自分でも認めるほど「お母さん」っぽい振る舞いをしていた

中学1年生のとき、「将来お金持ちになりそう」「将来有名人になりそう」「妹っぽい」といった項目のあるアンケートがクラスで行われた。
私は「お母さん」と「将来養ってくれそう」で1位に輝いた。

そのときはあまり自覚がなかったけれど、大学生になった私は、自分でも認めるほど「お母さん」っぽい振る舞いをしてしまっていた。
課題の締め切り前にリマインドしたり、テスト範囲を教えたりといったこともそうだけれど、なんといってもやはり、飲み会での振る舞いが「お母さん」なのだ。

お酒に弱い自覚がある私は、かなり注意深く飲むので、かえって誰よりも酔わずに最後まで残っている。酔った人のだる絡みに付き合ったり、彼らがこぼしたお酒を拭いたり、「もうこのへんにしなよ」とたしなめたり、トイレに付き合ったり、家に送り届けたり……。
クラスの男女比が男に大幅に偏っていて、男性多めの飲み会をすることが多かったから、余計にその「お母さん」的な感じが際立ってしまっていたように思う。
(断じて、自分を「いい女」だと思っているわけではない。そもそもどんなに気遣いを見せたり、優しさをアピールしたりしたところで、酔っ払っている彼らは大半のことを忘れてしまうのだから。)

「お母さんキャラ」に居場所を見出してしまった私

そういったキャラ(といってももちろん作っているわけではなく、世話を焼くのが好きなのは生まれ持った性質であるのだが)が定着して、女性としては見られなくなってしまったように思う。
他の女性がいる前ではしないようなどぎつい下ネタを言われたり、他のメンバーは全員男性という飲み会に誘われたり、最終的には、「誰かの彼女にならないでほしい」(「俺のものになれ」という意味合いは1パーセントもない)と言われたり。
私に求められているのは、「お母さん」のように、なんでも受け止めて、嫌な顔をせずに世話をやくことなのだ。

問題は、私がそこに居場所を見出してしまったことにある。
そのキャラでいれば、飲み会で歓迎されるし、男女問わずたくさんの人と、単純な人間関係を持つことができる。ある種の居心地の良さがそこにはある。
頼られるのは嬉しかったし、それが「お母さん」という恋愛とは程遠いポジションであっても、むしろ面倒ではなくてちょうどいいような気がしてしまう。

今更、他にどう振る舞えばいいのかわからない

これは大学1年生のときの話で、2年生ではコロナの影響で一度も飲み会をしなかったから、私の「お母さん」的な立ち回りは鳴りを潜めている。
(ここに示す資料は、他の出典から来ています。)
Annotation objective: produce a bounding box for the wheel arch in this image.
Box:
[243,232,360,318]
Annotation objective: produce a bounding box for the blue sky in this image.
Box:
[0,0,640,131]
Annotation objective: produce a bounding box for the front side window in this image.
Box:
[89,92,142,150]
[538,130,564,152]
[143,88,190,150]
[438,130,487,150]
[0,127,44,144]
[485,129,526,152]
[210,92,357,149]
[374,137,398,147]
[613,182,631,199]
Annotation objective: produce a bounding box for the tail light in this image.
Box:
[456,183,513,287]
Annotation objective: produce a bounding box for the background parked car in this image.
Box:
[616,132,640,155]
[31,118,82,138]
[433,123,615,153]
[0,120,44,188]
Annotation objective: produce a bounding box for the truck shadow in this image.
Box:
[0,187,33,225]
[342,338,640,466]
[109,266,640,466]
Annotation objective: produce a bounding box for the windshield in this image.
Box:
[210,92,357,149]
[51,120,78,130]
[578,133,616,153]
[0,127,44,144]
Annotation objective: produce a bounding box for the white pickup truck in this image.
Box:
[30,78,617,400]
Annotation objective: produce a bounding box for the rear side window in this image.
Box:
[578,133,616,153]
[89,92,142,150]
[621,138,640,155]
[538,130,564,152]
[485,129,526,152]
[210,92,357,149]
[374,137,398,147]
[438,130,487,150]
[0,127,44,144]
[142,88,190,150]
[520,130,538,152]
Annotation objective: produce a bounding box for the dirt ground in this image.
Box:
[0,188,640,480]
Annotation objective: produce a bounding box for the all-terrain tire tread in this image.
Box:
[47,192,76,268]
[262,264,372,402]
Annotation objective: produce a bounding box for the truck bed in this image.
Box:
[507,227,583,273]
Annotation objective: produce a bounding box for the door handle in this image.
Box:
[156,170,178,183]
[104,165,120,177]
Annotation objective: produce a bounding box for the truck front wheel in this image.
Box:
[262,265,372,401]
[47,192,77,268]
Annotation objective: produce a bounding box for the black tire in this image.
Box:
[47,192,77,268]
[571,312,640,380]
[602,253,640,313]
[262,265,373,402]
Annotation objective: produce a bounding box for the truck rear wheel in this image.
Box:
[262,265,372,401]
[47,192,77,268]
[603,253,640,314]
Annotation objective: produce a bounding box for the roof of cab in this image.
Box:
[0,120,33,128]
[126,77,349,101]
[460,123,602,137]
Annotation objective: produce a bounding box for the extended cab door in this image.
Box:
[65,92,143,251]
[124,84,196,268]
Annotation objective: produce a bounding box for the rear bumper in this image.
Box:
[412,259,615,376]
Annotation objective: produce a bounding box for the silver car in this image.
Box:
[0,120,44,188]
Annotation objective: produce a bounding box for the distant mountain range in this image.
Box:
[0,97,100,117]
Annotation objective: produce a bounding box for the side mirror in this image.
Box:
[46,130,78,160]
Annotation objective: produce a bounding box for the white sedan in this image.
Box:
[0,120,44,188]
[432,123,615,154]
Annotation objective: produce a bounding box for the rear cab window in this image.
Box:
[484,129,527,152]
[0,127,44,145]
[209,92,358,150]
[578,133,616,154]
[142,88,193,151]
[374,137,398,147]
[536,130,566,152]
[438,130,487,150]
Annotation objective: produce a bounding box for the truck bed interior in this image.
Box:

でもきっと、飲み会ができるようになったら、私はまた「お母さん」的に振る舞うだろう。

私は現状、「彼氏はいなくていい」と思っているから、「お母さん」的な確立された立場を崩す理由はない。
それに、今更、他にどう振る舞えばいいのかわからない。彼らに対し、急に「恋愛の可能性がある女性」として振る舞ったら、きっと彼らのほうも困るだろう……なんて、ずいぶん拗らせてしまったなあと、我ながら思う。